Slam dunk! TSA employee honors nurses

Thursday, April 23, 2020
Group of Three

You’ve probably heard the popular ad campaign “America Runs on Dunkin”. Well, during the COVID-19 pandemic, America has largely run on our frontline healthcare workers, and a TSA employee wanted to honor them.

David Bruce from Boston’s Federal Air Marshal Service field office posted this simple message on Facebook:Group Picture

During this pandemic, there is no one that is on the front lines today more than our hero nurses that report for their shifts and take care of our family members. If anyone would like to buy a cup of coffee for these heroes coming on or going off shift, please feel free to send a donation to my Venmo account. A $10 donation is greater than any meme saying thank you.

And what a response he got! He raised $1,000 and was able to give $20 gift cards to 50 nurses at Boston’s Massachusetts General and Brigham and Women’s Hospitals.

“I have always admired what medical staff do – day in and day out – without any fanfare,” said Bruce. “They just seem to show up every day and do incredible work. I wondered what was being done for them. In this current situation, the whole brunt of the mission seems to fall on medical staff. They are true quiet professionals. I wanted to do something that had some meaning. In the big scheme, a cup of coffee is nothing, but it is tangible, and it brings some comfort. And the $1,000 raised allowed me to purchase 50 $20 gift cards. That’s 10 days of coffee and a reminder that what they are doing is not unrecognized. The word hero is thrown around a lot these days, but they are the real deal.”

Bruce posted his message for his Facebook friends to see and received donations from around the country.

“People want the opportunity to support the frontlines but don’t always know how,” Bruce said. “This gave them a meaningful outlet, and they got the gratification of seeing nurses with cards and coffee from the money they donated. It’s real patriotism vs. plastic patriotism.”

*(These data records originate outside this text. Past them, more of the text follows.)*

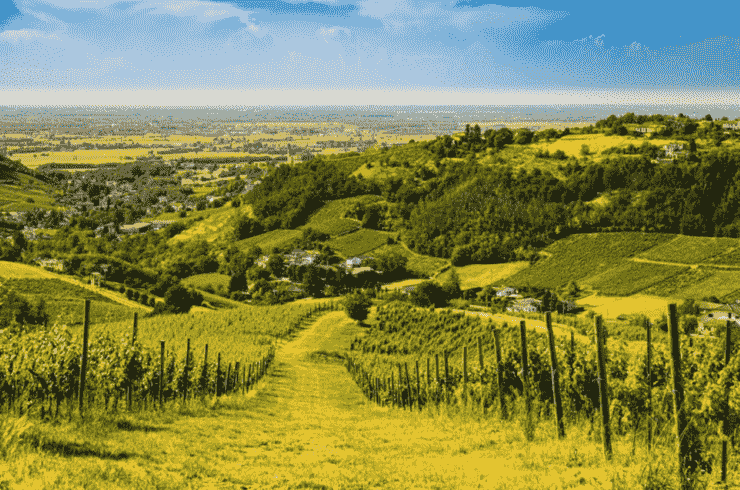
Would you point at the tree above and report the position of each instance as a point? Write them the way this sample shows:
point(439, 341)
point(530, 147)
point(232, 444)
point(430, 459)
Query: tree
point(312, 283)
point(276, 265)
point(357, 306)
point(451, 286)
point(428, 293)
point(179, 299)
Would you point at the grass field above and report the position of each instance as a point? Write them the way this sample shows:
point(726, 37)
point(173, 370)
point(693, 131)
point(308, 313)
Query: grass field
point(265, 241)
point(690, 249)
point(644, 304)
point(629, 277)
point(200, 281)
point(34, 160)
point(215, 225)
point(309, 426)
point(359, 242)
point(480, 275)
point(329, 218)
point(582, 256)
point(17, 197)
point(421, 265)
point(64, 301)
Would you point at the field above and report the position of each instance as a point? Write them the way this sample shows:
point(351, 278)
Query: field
point(690, 249)
point(201, 281)
point(17, 197)
point(215, 225)
point(630, 277)
point(359, 242)
point(480, 275)
point(64, 301)
point(235, 333)
point(329, 219)
point(34, 160)
point(421, 265)
point(580, 257)
point(265, 241)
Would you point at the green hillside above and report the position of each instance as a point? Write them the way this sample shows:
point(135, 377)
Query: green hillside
point(629, 263)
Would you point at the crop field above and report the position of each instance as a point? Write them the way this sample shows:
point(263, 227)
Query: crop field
point(421, 265)
point(698, 283)
point(29, 194)
point(201, 281)
point(359, 242)
point(481, 275)
point(729, 257)
point(236, 333)
point(34, 160)
point(630, 277)
point(611, 306)
point(215, 225)
point(690, 249)
point(579, 257)
point(265, 241)
point(329, 218)
point(64, 301)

Bruce called nursing a “selfless cause.”

“[These nurses] are reporting [to work] at great risk,” he said. “Like police and firefighters, they enter the scene while everyone else is going the other way.”

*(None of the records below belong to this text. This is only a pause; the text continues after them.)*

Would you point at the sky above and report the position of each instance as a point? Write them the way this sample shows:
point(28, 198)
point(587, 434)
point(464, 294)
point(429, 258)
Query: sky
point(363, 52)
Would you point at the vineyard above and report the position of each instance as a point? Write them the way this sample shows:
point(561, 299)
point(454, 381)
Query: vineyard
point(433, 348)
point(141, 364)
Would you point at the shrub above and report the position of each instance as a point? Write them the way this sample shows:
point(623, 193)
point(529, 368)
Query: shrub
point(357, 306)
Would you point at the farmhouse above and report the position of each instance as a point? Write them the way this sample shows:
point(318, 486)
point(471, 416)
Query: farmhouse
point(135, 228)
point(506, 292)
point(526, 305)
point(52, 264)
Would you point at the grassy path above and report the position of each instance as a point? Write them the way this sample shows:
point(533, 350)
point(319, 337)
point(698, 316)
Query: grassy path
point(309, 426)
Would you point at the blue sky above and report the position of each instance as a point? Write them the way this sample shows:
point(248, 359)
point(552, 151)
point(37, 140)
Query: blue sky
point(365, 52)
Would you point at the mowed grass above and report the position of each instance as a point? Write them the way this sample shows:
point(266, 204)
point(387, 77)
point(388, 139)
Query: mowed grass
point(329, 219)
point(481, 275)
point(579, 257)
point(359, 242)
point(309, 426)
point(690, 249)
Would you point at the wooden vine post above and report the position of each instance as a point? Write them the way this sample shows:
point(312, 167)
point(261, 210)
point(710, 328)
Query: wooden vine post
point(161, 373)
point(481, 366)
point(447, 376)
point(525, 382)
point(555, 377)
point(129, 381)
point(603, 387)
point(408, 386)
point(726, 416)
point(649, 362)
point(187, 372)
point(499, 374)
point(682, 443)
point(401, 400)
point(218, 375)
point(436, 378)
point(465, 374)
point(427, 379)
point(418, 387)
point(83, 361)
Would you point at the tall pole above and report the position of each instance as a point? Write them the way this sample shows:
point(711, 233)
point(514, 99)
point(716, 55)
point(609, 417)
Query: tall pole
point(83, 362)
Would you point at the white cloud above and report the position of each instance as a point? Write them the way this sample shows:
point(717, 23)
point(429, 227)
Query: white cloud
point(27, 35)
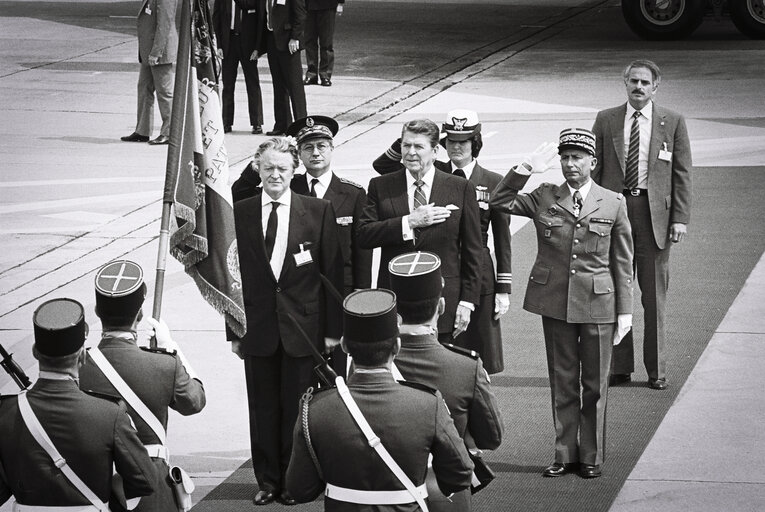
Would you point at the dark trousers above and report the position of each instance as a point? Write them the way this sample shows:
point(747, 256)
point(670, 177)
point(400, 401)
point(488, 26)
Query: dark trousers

Bruce was overwhelmed by the amount of money people donated and said it restores his faith in humanity. He also gave money out of his own pocket, picking up the fee to transfer the money and rounding the out-of-pocket donations to an even $1,000.

He said donations keep coming. So, now he’s using the extra money to buy dinners for nurses at Tufts Medical Center in Boston.

“At a time like this, it’s easy to climb into a hole and wait it out, but in reality, there has never been a better time to help out in your community,” said Bruce. “Find a worthy cause and do whatever you can. Reward good work when you see it. There are plenty of heroes to honor in this situation we find ourselves in. Charity starts at home, and it starts locally. Help your neighbors. Do something meaningful for those around you.”